Early child marriage, polygamy, migration and poverty are just some of the factors listed as contributors to the high HIV infection rate in the country. Provincial director of the Youth and Sports Department, Rui de Sousa, said early child marriages were a heavy burden in the fight against HIV infections, particularly in Gaza.
“Early child marriages are illegal and as a department we’ve tried and continue trying to engage parents and community leaders to end the practice. These marriages contribute greatly to the high HIV rate and even if we reach out to young people, their parents need to join the fight against the high HIV rate,” de Sousa said.
He added that parents, particularly fathers, forced their daughters into marriage for financial stability. This is despite efforts by government and organisation to educate parents about the disadvantages of early child marriages.
“Some of these marriages are polygamous to men who migrate to South Africa for work, and have two or three wives here and the same number in South Africa,” said de Sousa.
However, the marriages are not only between young girls and older men. Nineteen-year-old Bilda Andre Matsinhe was forced into marrying her boyfriend when she found out she was pregnant two years ago. Although her boyfriend was a year older than her, both their families forced them to get married and move into their own house.
“The baby died at birth but we continued staying together because we’re married, though it’s not official. It’s not formal, it was just an agreement between our families when I got pregnant. I’m not even happy with married life,” Matsinhe said. “I can’t move back home because my father is not doing well financially and I don’t know if my family would take me back”.
After falling pregnant and getting married, Matsinhe dropped out from school to prepare for her new life. A year later she went back to school and now, still in grade 10, Matsinhe’s schooling has been challenged by finances. Both she and her husband are unemployed, and she often doesn’t have money to pay for the copies of her assignments in school.
“We’re facing financial crisis. Imagine, two young people trying to sustain each other with the minimal resources they’ve got. I didn’t want to get married, I still wanted to study. I don’t even know why I had unprotected sex but I regret it,” Matsinhe said. The pair frequently have sex without a condom regardless of the knowledge Matsinhe has about sex, HIV and reproductive health.

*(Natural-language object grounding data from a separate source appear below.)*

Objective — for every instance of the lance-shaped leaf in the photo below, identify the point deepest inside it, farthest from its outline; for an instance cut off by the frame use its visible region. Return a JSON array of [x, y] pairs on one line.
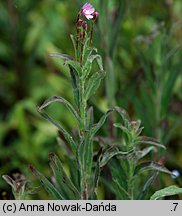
[[168, 191], [88, 65], [93, 84], [75, 84], [60, 100], [49, 187], [147, 186], [125, 130], [150, 141], [66, 135], [151, 166], [97, 126], [65, 185], [123, 194], [61, 55]]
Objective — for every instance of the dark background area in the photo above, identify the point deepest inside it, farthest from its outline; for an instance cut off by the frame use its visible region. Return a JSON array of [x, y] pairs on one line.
[[131, 37]]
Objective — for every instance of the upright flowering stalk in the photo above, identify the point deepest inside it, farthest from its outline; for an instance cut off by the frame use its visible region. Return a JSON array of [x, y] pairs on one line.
[[84, 85]]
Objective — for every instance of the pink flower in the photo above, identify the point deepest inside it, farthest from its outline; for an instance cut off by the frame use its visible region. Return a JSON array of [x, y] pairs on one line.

UNAIDS assessments estimate that HIV incidence has dropped in many of the most severely affected countries due to young people adopting safer sexual practices. In several countries, risky behaviour is on the decline, including the introduction of sex before age 15, sex with multiple partners and sex without protection.
According to Unicef, schools in countries with generalised epidemics can be a critical venue for reaching adolescents with the information and skills they need to avoid infection. Evidence shows that school-based sex education can be effective in changing the knowledge, attitudes and practices that lead to risky behaviour.